In the minds of the Hebertists the terror was as much an economic as a political weapon. Through it they hoped to open the storehouses of the peasants and feed the recruits of the first requisition, which levy they were the first ones to call for.
The first requisition or levée en masse sent men from 18 to 25 to the borders. It provided the human material needed for both the repression of internal rebellions and the freeing of the territory. This mass of conscripts had to be clothed, armed, and equipped. Here again the Hebertists pushed for revolutionary measures. It was under their pressure that war manufactories, open air forges, the extraction of saltpeter in all cellars, mandatory labor for the idle, and progressive taxation of the rich was organized.
But the Hebertists were impatient. They readily accused of incompetence or ill will men in government who had the perilous honor of realizing their ideas and translating into acts their often vague suggestions. Their revolutionary propagandism in neutral countries was not without peril. They risked causing differences with Switzerland and the United States, whose friendship was all the more necessary in that these two countries were the source of primary materials needed for our manufacturing.

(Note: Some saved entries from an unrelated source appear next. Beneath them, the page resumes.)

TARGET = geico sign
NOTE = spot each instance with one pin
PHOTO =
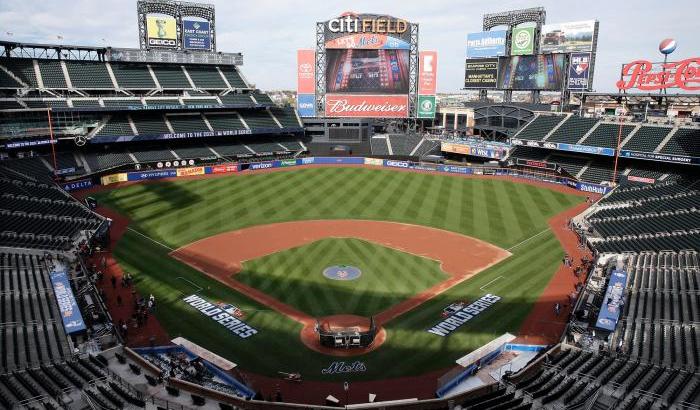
(161, 42)
(350, 24)
(397, 164)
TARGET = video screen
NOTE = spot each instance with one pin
(537, 72)
(367, 71)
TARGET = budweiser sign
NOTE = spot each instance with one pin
(365, 106)
(647, 76)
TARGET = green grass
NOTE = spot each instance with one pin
(500, 212)
(388, 277)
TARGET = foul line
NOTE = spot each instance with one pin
(150, 239)
(482, 288)
(532, 237)
(199, 288)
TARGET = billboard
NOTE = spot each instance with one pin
(567, 37)
(481, 73)
(427, 72)
(367, 71)
(306, 70)
(161, 31)
(426, 106)
(522, 41)
(306, 105)
(536, 72)
(196, 35)
(579, 71)
(486, 44)
(367, 106)
(647, 76)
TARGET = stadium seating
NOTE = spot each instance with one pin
(606, 135)
(572, 130)
(23, 69)
(647, 138)
(539, 127)
(187, 123)
(286, 116)
(379, 146)
(259, 119)
(132, 76)
(686, 141)
(206, 77)
(171, 77)
(52, 74)
(33, 331)
(404, 144)
(89, 75)
(224, 121)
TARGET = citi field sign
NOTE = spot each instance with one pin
(351, 23)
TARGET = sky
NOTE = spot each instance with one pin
(268, 32)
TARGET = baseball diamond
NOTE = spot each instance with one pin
(273, 273)
(362, 223)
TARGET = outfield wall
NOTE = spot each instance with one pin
(387, 163)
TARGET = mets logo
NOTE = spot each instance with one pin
(342, 272)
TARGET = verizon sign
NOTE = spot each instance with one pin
(367, 106)
(647, 76)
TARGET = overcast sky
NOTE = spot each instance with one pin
(268, 32)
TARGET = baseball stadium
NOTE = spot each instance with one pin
(173, 237)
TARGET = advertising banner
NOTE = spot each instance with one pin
(593, 188)
(579, 69)
(486, 44)
(426, 106)
(139, 176)
(396, 164)
(161, 31)
(306, 105)
(76, 185)
(367, 106)
(186, 172)
(586, 149)
(427, 73)
(218, 313)
(612, 302)
(374, 161)
(652, 156)
(306, 71)
(222, 169)
(368, 41)
(567, 37)
(196, 35)
(367, 71)
(113, 179)
(447, 326)
(647, 76)
(455, 169)
(336, 160)
(288, 163)
(522, 41)
(70, 313)
(481, 73)
(537, 72)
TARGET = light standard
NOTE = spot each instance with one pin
(346, 387)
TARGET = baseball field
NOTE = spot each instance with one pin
(242, 240)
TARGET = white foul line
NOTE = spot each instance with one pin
(482, 288)
(150, 239)
(532, 237)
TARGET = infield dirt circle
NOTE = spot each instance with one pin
(222, 256)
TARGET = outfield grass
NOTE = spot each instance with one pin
(388, 277)
(178, 212)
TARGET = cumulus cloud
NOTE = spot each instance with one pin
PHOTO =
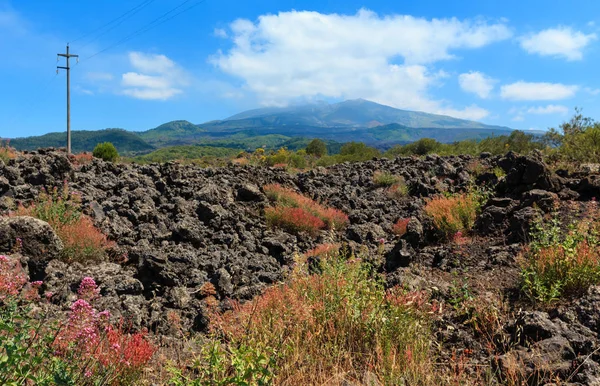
(157, 77)
(550, 109)
(387, 59)
(220, 33)
(529, 91)
(477, 83)
(99, 76)
(559, 42)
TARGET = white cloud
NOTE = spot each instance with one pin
(99, 76)
(559, 42)
(477, 83)
(528, 91)
(159, 78)
(307, 55)
(592, 91)
(550, 109)
(472, 112)
(220, 33)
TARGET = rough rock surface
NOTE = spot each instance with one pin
(180, 226)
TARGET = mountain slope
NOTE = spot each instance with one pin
(125, 141)
(354, 120)
(358, 113)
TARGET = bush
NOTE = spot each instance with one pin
(294, 220)
(6, 152)
(398, 190)
(106, 151)
(82, 241)
(340, 324)
(401, 226)
(453, 214)
(317, 148)
(83, 349)
(562, 262)
(83, 158)
(295, 212)
(385, 179)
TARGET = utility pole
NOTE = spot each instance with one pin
(68, 69)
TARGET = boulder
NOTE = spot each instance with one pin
(31, 237)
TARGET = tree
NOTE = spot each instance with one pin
(317, 148)
(106, 151)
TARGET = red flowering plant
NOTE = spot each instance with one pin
(83, 349)
(297, 213)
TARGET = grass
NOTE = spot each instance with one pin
(319, 329)
(453, 214)
(60, 208)
(297, 213)
(386, 178)
(6, 152)
(562, 261)
(81, 348)
(400, 227)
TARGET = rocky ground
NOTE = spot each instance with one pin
(180, 226)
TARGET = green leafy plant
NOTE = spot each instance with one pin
(386, 179)
(106, 151)
(561, 261)
(295, 212)
(453, 214)
(60, 208)
(317, 148)
(340, 322)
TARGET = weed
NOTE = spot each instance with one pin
(60, 208)
(398, 190)
(400, 227)
(385, 179)
(83, 350)
(6, 152)
(341, 323)
(296, 213)
(453, 214)
(561, 261)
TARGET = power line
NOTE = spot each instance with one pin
(153, 24)
(123, 16)
(32, 101)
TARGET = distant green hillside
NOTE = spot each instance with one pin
(172, 133)
(125, 141)
(355, 120)
(186, 152)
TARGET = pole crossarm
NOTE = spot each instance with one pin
(68, 69)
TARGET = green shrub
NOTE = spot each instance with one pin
(561, 262)
(317, 148)
(60, 208)
(106, 151)
(385, 179)
(318, 327)
(453, 214)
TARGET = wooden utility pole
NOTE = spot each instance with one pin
(68, 69)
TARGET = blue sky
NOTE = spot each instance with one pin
(522, 64)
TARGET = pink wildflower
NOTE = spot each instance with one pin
(88, 289)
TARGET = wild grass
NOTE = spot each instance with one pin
(81, 348)
(453, 214)
(400, 227)
(562, 261)
(60, 208)
(6, 152)
(297, 213)
(386, 178)
(320, 329)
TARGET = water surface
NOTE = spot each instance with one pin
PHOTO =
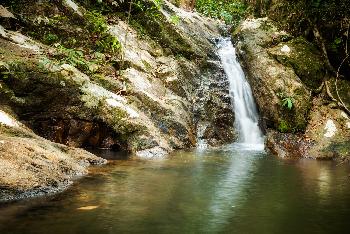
(227, 190)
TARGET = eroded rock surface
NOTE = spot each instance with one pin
(286, 74)
(31, 165)
(151, 95)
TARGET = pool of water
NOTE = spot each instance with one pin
(226, 190)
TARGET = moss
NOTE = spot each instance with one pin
(305, 59)
(284, 127)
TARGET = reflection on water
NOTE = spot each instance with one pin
(228, 190)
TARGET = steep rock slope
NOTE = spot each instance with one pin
(31, 165)
(97, 77)
(86, 74)
(299, 114)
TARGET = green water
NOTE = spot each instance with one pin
(228, 190)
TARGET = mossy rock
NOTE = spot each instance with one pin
(305, 59)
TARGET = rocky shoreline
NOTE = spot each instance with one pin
(81, 78)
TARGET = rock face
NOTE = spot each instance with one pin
(140, 84)
(286, 75)
(31, 165)
(85, 74)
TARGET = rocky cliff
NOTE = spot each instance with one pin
(82, 73)
(298, 96)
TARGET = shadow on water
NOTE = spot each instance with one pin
(225, 190)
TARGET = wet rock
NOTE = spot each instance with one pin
(31, 165)
(271, 81)
(142, 101)
(279, 68)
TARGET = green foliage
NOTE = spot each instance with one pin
(231, 11)
(283, 126)
(109, 43)
(158, 3)
(288, 102)
(77, 59)
(175, 19)
(50, 38)
(96, 22)
(105, 42)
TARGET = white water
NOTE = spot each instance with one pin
(246, 114)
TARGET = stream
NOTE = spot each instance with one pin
(226, 190)
(238, 188)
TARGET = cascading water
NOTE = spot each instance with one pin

Their ceaseless criticism of the administration of the Committee of Public Safety, the insulting contempt they demonstrated towards members of the Convention they considered too moderate, their reiterated demands that the constitution of 1793, which wasn’t adapted to the state of war, the excesses they committed in the application of the laws on taxes and requisitions and which, in frightening the merchants and farmers, threatened to aggravate the economic situation, and finally, the presence among the foreign refugees of their party of extremely suspect individuals, suspected with verisimilitude of being enemy agents hiding behind a demagogic mask. All these circumstances taken together alarmed the Committee of Public Safety, which soon saw in the Hebertists a serious danger for the Revolution and the Fatherland. When the Hebertists committed the supreme imprudence of talking about insurrection they were finished.
But history must render them the justice they are owed. Before becoming a danger they were a force. They were neither mad nor demented.